/Breaking-News-Detection-on-Twitter

Breaking News Detection on twitter using Locality Sensitive hashing & Machine Learning Filtering Methods

Primary LanguagePython

Breaking News Detection & Analysis on Twitter

Introduction

Discover news as the events they are describing are unfolding, by using tweets posted by Twitter users. If successful, this should enable us to discover breaking news such as natural disasters, political unrest and big happenings in real-time. This, in turn, could lead to more efficient disaster relief.

What are the sub-problems?

  1. Find those tweets that are news relevant in near real-time
  2. Given a set of tweets concerning the same event, decide which of them is the most representative of the set
  3. Geo-tagging tweets to see their reach and local/global effect (T)
  4. Sentimental Analysis on the crowd response to the events that tweets describe (T)

Data Set

The Twitter Streaming API is used for the puprose of collecting tweets in real-time. However, for evaluating our system, we need to maintain a 'static' data (stored tweets from Streaming API) and not real-time dynamic data (Streaming API) so that we can generate results which are comprarable.

For the purpose of building training/testing dataset for machine learning based classification algorithm (like Naive Bayes), we followed prominent news channels to gather News tweets and other gossip channels/individuals for personal/opinionated tweets. The database consisted of only 0.6 million tweets due rigorous limits set by Twitter.

Steps Involved

STEP 1: Filtering Tweets

Twitter's Streaming API generates a plethora of tweets. A majority of the tweets are not of any use to us (personal, spam, ad opinionated tweets). Hence, we have trained a Naive Bayes classifier using the training dataset to filter out the non-news tweets.

STEP 2: Pre-processing

  1. Cleaning - removing URLs, emoji's etc to give 'sanitized_text'
  2. Tokenization
  3. Stemming and Stop word removal

STEP 3: Clustering - Locality Sensitive Hashing

Locality sensitive hashing (LSH) Indyk and Motwani [1998] is a technique for finding the nearest neighbor document in vector space utilizing vectors of random values and representing hyperplanes to generate hashes. This approach reduces the time and space complexity when finding the nearest neighbor.

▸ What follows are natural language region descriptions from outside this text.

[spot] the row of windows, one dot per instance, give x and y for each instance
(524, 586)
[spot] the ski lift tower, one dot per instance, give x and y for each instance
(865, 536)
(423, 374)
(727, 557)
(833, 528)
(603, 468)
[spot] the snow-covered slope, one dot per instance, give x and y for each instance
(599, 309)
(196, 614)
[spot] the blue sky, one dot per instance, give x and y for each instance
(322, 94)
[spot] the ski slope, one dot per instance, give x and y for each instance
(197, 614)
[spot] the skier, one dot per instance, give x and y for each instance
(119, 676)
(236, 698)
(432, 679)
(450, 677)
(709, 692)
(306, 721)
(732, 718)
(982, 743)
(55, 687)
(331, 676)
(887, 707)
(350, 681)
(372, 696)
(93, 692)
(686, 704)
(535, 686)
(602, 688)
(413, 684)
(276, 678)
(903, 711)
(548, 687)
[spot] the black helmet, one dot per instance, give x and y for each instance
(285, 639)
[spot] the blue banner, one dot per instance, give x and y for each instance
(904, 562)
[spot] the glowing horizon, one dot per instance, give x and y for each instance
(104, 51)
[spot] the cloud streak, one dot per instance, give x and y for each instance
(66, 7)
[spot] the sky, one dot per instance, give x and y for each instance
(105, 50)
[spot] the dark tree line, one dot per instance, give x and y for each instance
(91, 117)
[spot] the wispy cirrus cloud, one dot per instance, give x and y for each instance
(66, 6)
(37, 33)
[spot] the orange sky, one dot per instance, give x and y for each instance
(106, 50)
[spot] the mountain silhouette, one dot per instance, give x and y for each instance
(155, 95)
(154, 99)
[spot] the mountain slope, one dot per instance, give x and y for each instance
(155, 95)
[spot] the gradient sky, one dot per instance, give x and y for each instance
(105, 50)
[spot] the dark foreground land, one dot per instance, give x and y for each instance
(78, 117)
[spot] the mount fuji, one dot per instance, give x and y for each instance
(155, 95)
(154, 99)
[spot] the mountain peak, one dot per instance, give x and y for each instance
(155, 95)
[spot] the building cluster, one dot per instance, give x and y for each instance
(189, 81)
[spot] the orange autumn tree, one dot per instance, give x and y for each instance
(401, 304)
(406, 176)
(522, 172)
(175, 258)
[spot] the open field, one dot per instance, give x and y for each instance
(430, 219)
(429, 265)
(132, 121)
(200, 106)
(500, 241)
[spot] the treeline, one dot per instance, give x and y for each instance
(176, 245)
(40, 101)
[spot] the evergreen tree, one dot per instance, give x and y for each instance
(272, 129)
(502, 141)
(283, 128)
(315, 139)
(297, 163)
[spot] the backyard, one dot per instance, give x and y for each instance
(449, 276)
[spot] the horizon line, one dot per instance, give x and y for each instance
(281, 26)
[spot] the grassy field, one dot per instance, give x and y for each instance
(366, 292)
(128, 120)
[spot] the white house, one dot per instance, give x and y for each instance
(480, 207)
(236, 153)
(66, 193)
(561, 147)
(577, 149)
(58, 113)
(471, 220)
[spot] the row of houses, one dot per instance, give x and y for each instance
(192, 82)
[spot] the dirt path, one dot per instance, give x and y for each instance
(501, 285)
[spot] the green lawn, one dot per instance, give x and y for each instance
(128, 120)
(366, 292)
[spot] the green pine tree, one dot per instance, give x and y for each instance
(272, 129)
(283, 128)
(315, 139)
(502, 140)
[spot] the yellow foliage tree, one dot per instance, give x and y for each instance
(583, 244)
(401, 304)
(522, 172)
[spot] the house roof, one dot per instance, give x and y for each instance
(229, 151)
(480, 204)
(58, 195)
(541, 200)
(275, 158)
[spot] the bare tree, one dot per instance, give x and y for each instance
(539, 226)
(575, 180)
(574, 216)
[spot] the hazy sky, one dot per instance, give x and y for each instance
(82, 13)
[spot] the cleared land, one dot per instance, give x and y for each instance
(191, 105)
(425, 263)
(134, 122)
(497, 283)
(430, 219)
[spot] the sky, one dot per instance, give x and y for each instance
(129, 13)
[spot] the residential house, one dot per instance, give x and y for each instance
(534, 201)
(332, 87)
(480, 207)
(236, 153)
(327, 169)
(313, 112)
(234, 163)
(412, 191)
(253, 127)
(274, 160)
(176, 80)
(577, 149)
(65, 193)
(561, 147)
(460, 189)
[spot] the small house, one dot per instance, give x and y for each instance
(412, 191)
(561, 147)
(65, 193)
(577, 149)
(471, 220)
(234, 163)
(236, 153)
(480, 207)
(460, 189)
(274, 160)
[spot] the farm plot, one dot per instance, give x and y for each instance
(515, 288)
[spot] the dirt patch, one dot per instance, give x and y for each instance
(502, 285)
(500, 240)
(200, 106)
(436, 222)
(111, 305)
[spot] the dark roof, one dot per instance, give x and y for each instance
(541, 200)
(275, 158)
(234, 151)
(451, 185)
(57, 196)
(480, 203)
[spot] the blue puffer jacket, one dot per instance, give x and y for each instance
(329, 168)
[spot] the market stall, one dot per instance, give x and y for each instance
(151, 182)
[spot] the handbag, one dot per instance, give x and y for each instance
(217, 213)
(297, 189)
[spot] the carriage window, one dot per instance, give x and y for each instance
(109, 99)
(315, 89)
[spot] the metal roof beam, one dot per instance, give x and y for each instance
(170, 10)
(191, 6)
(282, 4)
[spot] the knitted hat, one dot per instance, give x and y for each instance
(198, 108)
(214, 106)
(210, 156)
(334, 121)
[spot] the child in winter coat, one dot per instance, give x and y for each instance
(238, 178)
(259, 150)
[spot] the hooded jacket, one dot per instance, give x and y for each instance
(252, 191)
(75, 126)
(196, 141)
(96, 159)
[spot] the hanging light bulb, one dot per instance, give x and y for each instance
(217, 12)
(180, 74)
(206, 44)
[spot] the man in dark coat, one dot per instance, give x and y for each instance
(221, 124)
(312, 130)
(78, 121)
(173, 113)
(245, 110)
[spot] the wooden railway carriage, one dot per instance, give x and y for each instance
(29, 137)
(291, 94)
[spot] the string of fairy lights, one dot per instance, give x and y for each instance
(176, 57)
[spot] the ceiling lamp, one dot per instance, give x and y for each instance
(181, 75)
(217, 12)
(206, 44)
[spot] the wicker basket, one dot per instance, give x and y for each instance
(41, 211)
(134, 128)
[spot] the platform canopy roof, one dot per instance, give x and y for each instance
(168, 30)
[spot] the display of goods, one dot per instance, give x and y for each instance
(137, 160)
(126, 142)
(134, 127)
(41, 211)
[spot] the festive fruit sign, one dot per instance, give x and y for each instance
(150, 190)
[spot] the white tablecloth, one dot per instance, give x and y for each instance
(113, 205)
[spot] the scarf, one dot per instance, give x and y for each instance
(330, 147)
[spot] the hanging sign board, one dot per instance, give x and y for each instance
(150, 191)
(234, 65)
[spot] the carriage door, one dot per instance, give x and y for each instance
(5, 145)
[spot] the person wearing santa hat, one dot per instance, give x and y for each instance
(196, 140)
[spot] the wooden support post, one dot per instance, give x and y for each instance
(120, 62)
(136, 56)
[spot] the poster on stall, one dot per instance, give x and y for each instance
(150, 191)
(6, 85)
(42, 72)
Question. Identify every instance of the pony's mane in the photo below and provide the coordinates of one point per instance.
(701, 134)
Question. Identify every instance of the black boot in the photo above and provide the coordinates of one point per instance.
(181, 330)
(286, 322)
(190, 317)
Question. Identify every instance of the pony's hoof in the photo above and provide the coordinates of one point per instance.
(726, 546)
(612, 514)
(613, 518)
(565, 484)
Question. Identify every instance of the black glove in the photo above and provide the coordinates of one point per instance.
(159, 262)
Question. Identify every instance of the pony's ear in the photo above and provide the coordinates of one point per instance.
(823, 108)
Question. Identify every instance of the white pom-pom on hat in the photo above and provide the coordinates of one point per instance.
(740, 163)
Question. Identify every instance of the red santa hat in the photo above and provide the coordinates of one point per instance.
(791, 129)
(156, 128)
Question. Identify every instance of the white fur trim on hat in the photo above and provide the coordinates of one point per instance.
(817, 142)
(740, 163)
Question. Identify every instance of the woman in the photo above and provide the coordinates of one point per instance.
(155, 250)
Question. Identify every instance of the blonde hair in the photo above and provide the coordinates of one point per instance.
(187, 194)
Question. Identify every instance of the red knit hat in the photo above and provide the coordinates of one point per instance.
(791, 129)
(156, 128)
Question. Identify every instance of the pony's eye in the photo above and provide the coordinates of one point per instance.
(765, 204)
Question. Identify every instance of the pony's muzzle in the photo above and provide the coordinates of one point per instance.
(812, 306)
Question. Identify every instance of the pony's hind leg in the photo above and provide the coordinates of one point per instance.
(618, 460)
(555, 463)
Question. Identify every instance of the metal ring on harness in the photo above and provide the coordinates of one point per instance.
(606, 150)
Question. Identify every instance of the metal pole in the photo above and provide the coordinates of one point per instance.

LSH hashes the input items using k hyperplanes. Increasing the value of k decreases the probability of collision between non-similar items, while at the same time decreasing the probability of collision between nearest neighbors. To alleviate this, the implementation contains L different hash tables, each with independently chosen random hyperplanes. These hash tables are also called “buckets”. This increases the probability of the item colliding with its nearest neighbor in at least one of the L hash tables. In addition to using LSH to detect breaking news, we want to examine if named-entity recognition can improve the results we get from using LSH to filter tweets.

Named-entity recognition (NER) is a type of natural language processing (NLP). NLP refers to research that explore how computers can be utilized to understand, interpret, and manipulate natural languages, such as text and speech

The tweets are run through NER engine for this.

Experimenting using LSH & NER There are several important parameters that can be varied to get different results. Some of them are:

  • MIN_COSSIM_FOR_EXISTING - leat cosine similarity between tweet and its neighbor for it to be added to the same cluster
  • MIN_ENTROPY - information entropy should be at least this much
  • MIN_TOKENS - no of minimum tokens after sanitizing tweets
  • IGNORE - ignore tweets which contain words from this list
  • MIN_TWEETS_IN_SLICE - . A cluster must have had at least these many tweets added to it during the current window to be printed
  • MIN_UNIQUES - how many unique users must have tweets in a cluster for it be to qualified
  • WINDOW_SIZE_IN_SECONDS - time between first tweet and current tweet, after which - all stories matching certain parameters will be printed

STEP 4: Find the most representative news tweet

In order to find the most representative tweet(s) in a given cluster, they used a straightforward algorithm, as described in Rosa et al. [2011]. This algorithm is based on the use of centroids. It works by first calculating the tf-idf weights for each term in the cluster. When doing this, all tokens are turned into lower case representations, and any punctuation removed. Additionally, URLs are ignored when calculating these weights. After this a centroid is created based on these weights. This is done by taking the average of the tf-idf weights for each term. Once this is done, the cosine similarity is calculated between the centroid and each tweet in the cluster. The tweet with the highest cosine similarity is returned.